Most people were out working in the fields and it was hard to scrounge up six people with motorbikes who could take us back to town and, as it was, we couldn't find the seventh.  Nadine and Ben shared. 
     The helmet my dad found for me was way too big and the visor caked with dust and wouldn't stay up but it was a moot point because I neither crashed nor fell.
     It was some time before the ferry arrived and we all bought semi-cold beverages.  Our guide had to go right back out with another group and he left almost before we knew it.  Luckily the truck was waiting on the other side, and this time Matthias, Nadine, my mom, and I sat inside.  Unfortunately the back seat was not a bench seat so while there was room for me between my mom and Nadine there was a five-inch-wide gap between the seats and I had nowhere to put my feet (which fell asleep something awful a by the time we stopped once more in front of Parrot Tours). 
     Back to the Eco Lodge again, but this time we went to the a cafe serving western food.  Their founding philosophy was based on not being able to stomach another baguette or cup of Cambodian coffee.  And they had salad!  And lasagna! And bagels!!!!!!!!!
     Because of a combination of the waiters not really speaking English and nobody except me eating bagels with an equal bagel to cream cheese to vinegar ratio the owner (I'm not sure what country he was from... Maybe England or Sweden but I might be making that us) had to come out and help translate.  He was appropriately apalled at a 5-month hiatus from bagels and spoke his agreement  that a bagel must be properly prepared before one can eat it.
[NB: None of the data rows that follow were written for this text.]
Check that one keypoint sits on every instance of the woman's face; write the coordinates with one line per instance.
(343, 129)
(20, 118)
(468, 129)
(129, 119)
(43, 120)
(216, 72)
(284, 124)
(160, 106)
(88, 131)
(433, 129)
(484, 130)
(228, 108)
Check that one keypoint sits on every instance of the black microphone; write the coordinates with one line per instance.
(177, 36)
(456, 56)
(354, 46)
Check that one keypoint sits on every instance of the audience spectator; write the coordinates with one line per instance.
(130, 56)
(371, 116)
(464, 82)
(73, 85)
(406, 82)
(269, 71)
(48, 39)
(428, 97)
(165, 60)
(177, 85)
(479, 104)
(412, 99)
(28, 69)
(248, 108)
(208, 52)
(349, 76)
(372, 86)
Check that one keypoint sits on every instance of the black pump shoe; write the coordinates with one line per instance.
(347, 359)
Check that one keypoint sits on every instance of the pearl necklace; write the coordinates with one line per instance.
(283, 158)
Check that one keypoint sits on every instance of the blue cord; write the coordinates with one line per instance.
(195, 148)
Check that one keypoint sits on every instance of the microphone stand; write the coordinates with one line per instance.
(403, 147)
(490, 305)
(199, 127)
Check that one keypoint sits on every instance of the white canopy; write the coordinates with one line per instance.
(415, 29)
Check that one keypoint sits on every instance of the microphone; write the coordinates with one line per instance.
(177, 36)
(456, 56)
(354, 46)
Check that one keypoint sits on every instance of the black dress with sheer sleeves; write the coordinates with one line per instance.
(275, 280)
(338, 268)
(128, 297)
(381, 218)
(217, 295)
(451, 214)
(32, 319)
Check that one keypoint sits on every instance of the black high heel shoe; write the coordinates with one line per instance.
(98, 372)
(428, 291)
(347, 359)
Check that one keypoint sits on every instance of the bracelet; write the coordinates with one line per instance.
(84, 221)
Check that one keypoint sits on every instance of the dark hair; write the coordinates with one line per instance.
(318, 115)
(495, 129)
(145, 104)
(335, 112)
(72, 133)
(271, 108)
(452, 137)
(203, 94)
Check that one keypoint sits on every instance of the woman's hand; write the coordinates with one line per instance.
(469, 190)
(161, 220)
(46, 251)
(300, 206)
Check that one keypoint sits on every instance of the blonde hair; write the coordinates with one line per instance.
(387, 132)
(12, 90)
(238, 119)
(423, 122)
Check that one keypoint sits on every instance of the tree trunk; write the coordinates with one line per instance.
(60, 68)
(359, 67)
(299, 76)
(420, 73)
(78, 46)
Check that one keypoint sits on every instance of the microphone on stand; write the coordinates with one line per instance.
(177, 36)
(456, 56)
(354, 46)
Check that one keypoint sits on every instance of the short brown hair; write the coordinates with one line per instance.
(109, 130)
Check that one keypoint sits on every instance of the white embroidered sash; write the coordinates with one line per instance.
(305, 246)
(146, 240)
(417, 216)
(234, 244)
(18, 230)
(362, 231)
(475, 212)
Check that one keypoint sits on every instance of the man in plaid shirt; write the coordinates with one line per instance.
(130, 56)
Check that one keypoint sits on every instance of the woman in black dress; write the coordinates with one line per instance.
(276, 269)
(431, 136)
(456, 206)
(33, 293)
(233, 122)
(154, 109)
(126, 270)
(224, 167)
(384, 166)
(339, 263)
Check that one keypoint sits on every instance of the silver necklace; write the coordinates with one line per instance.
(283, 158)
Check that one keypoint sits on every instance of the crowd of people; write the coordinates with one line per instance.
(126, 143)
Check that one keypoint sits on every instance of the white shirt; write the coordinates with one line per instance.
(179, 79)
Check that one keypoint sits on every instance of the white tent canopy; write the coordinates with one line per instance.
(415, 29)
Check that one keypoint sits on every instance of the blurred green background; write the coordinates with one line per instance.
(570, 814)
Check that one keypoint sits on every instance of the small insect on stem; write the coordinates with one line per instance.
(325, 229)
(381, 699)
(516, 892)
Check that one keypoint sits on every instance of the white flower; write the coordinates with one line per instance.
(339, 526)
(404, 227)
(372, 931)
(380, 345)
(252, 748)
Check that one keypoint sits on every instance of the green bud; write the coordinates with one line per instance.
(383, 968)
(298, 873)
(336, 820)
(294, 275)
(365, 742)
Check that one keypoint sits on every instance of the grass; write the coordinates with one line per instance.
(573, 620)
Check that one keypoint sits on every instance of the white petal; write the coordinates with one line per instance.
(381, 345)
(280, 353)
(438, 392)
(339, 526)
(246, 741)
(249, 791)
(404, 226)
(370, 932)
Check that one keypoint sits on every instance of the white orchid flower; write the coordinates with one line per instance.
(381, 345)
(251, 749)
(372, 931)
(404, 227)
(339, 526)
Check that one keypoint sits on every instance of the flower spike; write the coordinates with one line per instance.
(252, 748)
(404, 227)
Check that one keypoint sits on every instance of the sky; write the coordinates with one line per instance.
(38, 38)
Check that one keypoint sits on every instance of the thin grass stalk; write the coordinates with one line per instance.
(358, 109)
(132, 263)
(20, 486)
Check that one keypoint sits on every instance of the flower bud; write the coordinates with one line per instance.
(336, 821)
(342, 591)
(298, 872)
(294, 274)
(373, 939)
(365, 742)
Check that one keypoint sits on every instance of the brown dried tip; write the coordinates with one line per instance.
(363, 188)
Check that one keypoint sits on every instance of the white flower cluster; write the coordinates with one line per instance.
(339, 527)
     Since then we had bunch of long busrides and stopped in three or four towns and so of course tons of bloggable stuff happened but right now I have a pressing need to convince my parents that we really need to go get some late-night ice cream right now.  It's been on the agenda (though restaurants have thwarted us) for several days now and as they feel a tad guilty about how little sleep I'm getting it shouldn't be too much of a chore.